There is a simple rule here.  Never ever use any advanced feature of any presentation program and expect portability.  Ever!

Now to football.  Today was the “January 1 is Sunday” version of New Year Day.  TSN (Canadian cable channel “The Sports Network”) shows some content from ESPN.  We enjoyed the Georgia-Michigan State game.  Tobae is from Georgia, enough said.  But did the Rose Bowl follow?  No.  Or the Fiesta Bowl?  No.  I was reduced to our desperation system.  Finally finding my notes on how to create a proxy through Mark’s hacked router in Menlo Park, using the Firefox “Advanced > Network” to connect to it, and using the ESPN privilege of his cable provider we were able to watch both games.  Tobae had a year of trail-breaking with her friend Tim riding on Oregon-Wisconsin.  Sorry Badgers and sorry Tim, I was pulling for you.  I had to go with Stanford to honor Mark’s girl friend Christie, but I’m sure Miles Logsdon is quite happy with the outcome and that will have to do.  Why neither of these Pac 12 teams could put up points like the Huskies remains a mystery!

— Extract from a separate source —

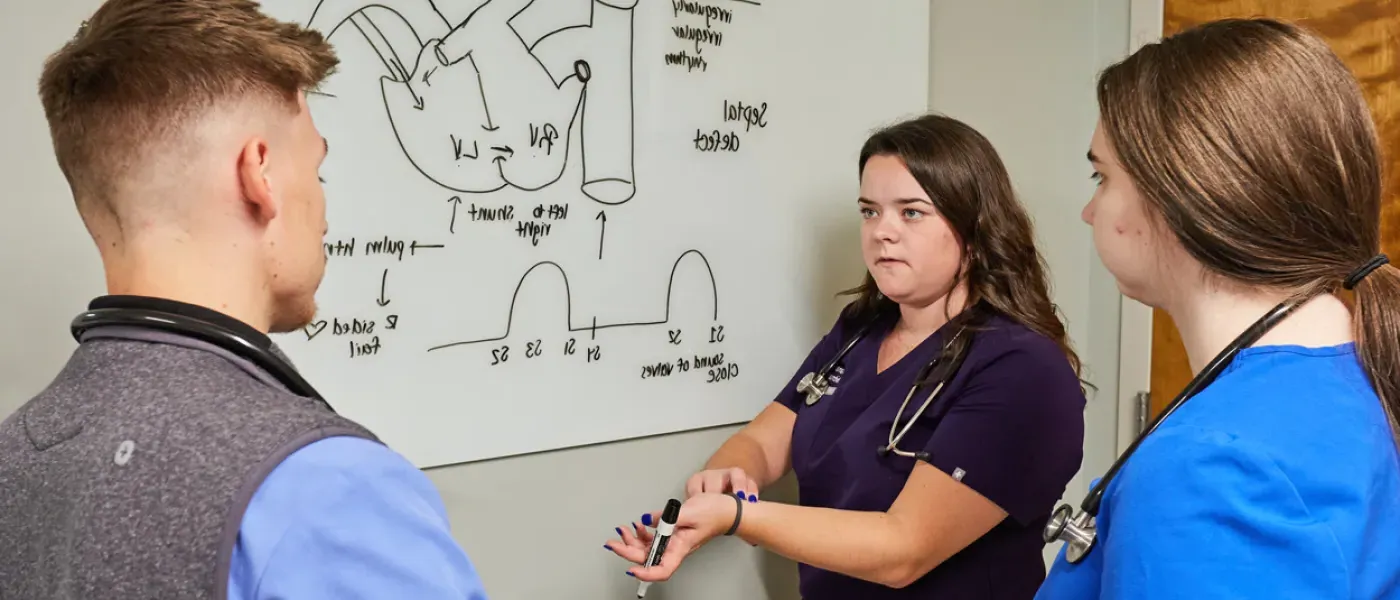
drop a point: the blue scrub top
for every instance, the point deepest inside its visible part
(347, 518)
(1277, 481)
(1010, 425)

So how does this all connect with Eat Your Peas?  I believe I have come on the solution to the lack of a functional US Congress!  While Canada may not have ESPN, they have mastered the art of votes of no confidence and rapid fire elections.  Thus the simplest solution to my need for ESPN while in Whistler and my desire for a functional Congress is to have Canada invade and annex the US.  No longer would Rick Perry have to worry about his gaffes about Canadian oil being domestic, no more “rights” and “sovereign content” issues around material on Canadian cable, and no need to wait more than 90 days to replace Congress when it doesn’t do it job.


Eat Your Peas I

December 15, 2011

I actually liked peas, not an especially picky eater as a kid.  But you get the point.  So did President Obama when he chided Congress in mid-July that there were budgetary issues to deal with (that one was the debt ceiling) and that he wouldn’t let them off the hook (which in the end he did).  And sure enough the resulting super committee failed in its work.  At that time he said no point putting it off six months, “pull off the Band-Aid…eat your peas”.  Eat your peas.  Supper isn’t over yet.  Will it ever be?

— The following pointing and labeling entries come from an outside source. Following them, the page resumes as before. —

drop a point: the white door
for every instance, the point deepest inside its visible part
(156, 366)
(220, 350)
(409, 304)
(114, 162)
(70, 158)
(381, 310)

Case in point is not the large issue this week.  Rather, my anger yesterday over a press release from my U.S. Representative Rick Larsen (D-WA 2) taking credit for delaying the closure of the Everett, WA mail sorting center for six months.  Many others in Congress were doing the same and this is uniformly how the Postmaster General chose to deal with the pile of letters.  At the same time, USPO is taking in about 93 cents for every dollar it spends.  No sensible business would do this, at least for very long.  Certainly not put it off six months (see above, getting the thread?).  The USPO fix ought to be simple:  their revenue is a user fee.  A one cent increase for a first class stamp in early January?  Make it five cents.

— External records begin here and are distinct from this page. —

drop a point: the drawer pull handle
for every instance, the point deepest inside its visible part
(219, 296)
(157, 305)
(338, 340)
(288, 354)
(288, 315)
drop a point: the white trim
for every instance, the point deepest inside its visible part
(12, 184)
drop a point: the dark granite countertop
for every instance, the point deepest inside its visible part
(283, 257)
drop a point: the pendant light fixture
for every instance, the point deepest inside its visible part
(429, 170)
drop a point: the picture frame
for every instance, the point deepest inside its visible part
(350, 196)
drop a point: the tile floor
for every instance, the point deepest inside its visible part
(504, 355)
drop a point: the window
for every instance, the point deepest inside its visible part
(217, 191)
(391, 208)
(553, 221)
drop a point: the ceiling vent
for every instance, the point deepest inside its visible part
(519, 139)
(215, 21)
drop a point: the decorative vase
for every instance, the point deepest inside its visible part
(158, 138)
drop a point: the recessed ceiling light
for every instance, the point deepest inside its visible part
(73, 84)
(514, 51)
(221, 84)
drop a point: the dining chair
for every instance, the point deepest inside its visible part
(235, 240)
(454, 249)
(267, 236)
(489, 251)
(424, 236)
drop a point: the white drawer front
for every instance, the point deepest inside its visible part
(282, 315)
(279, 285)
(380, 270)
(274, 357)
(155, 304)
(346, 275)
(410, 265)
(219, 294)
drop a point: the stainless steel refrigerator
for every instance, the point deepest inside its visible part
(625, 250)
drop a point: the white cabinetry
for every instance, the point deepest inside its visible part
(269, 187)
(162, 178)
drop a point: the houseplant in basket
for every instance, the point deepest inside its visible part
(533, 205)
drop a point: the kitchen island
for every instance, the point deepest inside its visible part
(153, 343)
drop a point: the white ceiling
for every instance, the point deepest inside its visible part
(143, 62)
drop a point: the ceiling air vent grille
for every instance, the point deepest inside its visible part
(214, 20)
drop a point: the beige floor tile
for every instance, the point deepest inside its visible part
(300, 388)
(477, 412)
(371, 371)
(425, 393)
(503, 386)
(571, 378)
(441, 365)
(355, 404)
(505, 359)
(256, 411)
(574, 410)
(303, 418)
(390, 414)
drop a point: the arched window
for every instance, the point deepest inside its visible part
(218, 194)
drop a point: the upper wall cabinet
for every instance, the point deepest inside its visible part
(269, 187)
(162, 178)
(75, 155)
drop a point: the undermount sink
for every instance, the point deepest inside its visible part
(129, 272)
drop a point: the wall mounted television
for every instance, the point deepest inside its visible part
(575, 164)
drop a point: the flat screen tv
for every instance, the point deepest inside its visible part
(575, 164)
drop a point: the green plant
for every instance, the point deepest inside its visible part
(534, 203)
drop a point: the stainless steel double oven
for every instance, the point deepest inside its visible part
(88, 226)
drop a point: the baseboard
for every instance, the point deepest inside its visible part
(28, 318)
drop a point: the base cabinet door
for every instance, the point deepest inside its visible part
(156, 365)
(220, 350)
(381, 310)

(This is just what I wrote to Rick on the super-duper e-mail system Congress has put in place that checks my address again my nine digit zip code as authentication to communicate with my elected representative.  At least give me a cookie so I just do that once?)

Arguably, this Congress is the worse ever.   Both sides (even though one is right, whoops, correct!).  So is there room in the center for the “Eat Your Peas” party?   With enough strength to let both edges continue to hold breath, turn blue in the face, and pass out?